Todos nosotros, los olvidadizos del mundo y de la Historia, volvemos a coquetear con la terrible idea de la guerra

Lo cierto es que nos hemos olvidado de la belleza de la paz.

Nos hemos olvidado de lo poco frecuente que es.

Y quizá por eso no solo Putin, Bashar al-Ásad, Khamenei o Trump, sino todos nosotros, los olvidadizos del mundo y de la Historia, volvemos a coquetear con la terrible idea de la guerra.

Y quizá por eso, justo por eso, nuestra generación, la que ha venido después de François Mitterrand, Konrad Adenauer, Jean Monnet, Helmut Kohl y otros como Alcide De Gasperi, ama Europa tan poco, dicho sea de paso. A esa generación hay que volver a contarle la paz.

La paz que hemos vivido, pero también otra, que conocemos de oídas, pero que hay que esforzarse por imaginar, porque es una capa finísima sobre lo universal y la terrible pulsión guerrera.

La paz de Sarajevo.

La paz de Luanda, Dhaka, Bogotá o Ruanda, después de las masacres genocidas.

La paz de la Guerra de los Treinta Años.

La paz de Longjumeau entre católicos y protestantes.

La paz de Vervins, entre Francia y España.

La paz de Praga y la paz de La Haya, donde ni Dios reconoció a los suyos.

La paz de Lunéville, entre Francia y Austria, cantada por Hölderlin en su "Fiesta de la Paz", que maravilló a Celan, a Rilke e incluso a Heidegger.

La paz de Nicias, que puso fin a una guerra fratricida.

La paz de las Termópilas, amarga, entre Atenas y Macedonia.

La paz de Calias, que consagró la victoria, tan precaria, al Gran Rey.

Habría que hablar de la paz sobre los rostros extenuados de los antiguos griegos, sangrando, desnudos, pertrechados solamente de sus espadas.

La paz de los franceses de Verdún y de los ingleses en el Somme, con su casco redondo, un aire casi soñador y la guerrera manchada de barro y sangre.
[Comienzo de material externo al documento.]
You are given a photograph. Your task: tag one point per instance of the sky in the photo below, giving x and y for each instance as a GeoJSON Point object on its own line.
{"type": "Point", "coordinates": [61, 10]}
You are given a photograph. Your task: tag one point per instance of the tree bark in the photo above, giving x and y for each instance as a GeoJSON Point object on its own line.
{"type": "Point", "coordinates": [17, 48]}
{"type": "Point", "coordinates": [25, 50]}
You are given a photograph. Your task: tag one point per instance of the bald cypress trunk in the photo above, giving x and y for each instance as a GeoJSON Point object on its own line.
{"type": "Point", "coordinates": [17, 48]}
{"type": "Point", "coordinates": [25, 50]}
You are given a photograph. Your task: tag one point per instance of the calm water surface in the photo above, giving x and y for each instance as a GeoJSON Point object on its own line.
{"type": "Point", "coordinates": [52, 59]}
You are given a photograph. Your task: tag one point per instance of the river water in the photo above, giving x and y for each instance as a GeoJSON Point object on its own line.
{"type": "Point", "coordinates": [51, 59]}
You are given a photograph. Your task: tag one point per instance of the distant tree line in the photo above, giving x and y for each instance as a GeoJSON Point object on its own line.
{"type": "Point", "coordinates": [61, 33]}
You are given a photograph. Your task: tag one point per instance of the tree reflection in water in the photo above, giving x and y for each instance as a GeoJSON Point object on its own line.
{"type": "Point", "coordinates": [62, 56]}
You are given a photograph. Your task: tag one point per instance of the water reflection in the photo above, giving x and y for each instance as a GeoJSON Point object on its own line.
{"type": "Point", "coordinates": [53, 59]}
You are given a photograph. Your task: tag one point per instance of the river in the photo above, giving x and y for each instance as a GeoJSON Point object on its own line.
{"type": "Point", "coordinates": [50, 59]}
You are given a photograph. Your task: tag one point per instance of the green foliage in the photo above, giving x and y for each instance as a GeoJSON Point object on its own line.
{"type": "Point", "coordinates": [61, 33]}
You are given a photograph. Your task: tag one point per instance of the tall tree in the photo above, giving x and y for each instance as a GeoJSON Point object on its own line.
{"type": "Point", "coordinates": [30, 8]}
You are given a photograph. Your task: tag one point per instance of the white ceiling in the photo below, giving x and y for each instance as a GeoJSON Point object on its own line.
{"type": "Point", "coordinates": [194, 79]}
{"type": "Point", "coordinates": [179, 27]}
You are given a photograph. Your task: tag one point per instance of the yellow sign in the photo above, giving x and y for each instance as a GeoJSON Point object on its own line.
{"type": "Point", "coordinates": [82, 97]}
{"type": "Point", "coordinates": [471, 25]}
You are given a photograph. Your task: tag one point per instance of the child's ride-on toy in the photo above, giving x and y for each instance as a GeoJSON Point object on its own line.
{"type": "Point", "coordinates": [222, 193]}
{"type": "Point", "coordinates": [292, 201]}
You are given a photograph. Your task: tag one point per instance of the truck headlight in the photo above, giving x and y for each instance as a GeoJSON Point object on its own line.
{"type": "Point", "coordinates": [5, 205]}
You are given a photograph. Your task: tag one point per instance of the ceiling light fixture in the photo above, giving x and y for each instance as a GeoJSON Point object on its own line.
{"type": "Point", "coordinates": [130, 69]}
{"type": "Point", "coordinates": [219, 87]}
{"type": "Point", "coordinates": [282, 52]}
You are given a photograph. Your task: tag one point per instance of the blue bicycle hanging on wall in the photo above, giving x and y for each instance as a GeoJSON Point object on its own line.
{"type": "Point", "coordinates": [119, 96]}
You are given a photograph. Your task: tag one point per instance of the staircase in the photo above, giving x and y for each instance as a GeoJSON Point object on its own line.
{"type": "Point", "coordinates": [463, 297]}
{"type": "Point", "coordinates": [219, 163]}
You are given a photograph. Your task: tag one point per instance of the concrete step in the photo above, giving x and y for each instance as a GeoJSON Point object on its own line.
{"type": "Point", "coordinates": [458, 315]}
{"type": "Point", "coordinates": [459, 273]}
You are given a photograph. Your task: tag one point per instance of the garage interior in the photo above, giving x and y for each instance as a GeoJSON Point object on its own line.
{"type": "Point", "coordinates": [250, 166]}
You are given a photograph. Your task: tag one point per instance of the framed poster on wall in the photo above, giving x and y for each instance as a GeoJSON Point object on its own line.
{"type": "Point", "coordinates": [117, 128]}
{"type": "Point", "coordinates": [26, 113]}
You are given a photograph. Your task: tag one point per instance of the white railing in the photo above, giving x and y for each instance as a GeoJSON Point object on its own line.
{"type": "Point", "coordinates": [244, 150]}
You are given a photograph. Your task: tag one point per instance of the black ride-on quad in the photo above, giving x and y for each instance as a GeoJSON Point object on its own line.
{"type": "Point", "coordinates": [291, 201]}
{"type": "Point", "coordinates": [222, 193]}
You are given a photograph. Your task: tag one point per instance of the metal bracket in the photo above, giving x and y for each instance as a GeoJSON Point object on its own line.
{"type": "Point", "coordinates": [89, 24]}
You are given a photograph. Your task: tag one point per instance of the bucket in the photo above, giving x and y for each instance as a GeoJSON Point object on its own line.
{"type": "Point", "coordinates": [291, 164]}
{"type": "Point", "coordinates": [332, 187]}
La paz de los judíos en el Hôtel Lutetia, esa paz de las lágrimas y la desesperación, porque uno sabe que no volverá, que ha sido gaseada, que los hornos de las panaderías vuelven a encenderse aún más hermosos y que los niños vuelven a jugar sin temblar, y que la gente, a partir de entonces, puede hablar sin cuidarse de lo que dice.

Habría que hablar de la paz sobre la cara de los poetas donde ya brilla el espantoso estallido de una epopeya.

La paz de los soldados hastiados, de los generales desesperados y de la pobre gente, quemada por llamas prendidas en su nombre.

Habría que hablar otra vez de ese momento en el que, después del fin del mundo, del amor, de todo, cada cual se encuentra ahí, sentado en la linde de un campo, en silencio, donde humean las carcasas.

Ese campo es Europa.

Ese silencio consumido de duelos es la paz.

Es la palabra más hermosa de todas las lenguas.

Sería, si tuviese un nombre, el nombre de Dios en hebreo.

Y ahora, unos locos, muchos, quisieran volver a prenderle fuego a ese campo.

Y es esa palabra que, con el ruido de los preparativos de guerra, oyen amortiguarse una vez más hasta verla convertida en silencio.

Lo que hay que desactivar es esa maquinaria ciega, de sobra conocida, pero que nunca reconocemos hasta que ha puesto en marcha sus viejas bielas, a toda velocidad, que se han descontrolado y ya no permiten dar marcha atrás. Hay que hacerlo este mismo verano, sin más demora. Es decir, en Estrasburgo, en Bruselas y en Berlín. ¡Abran fuego!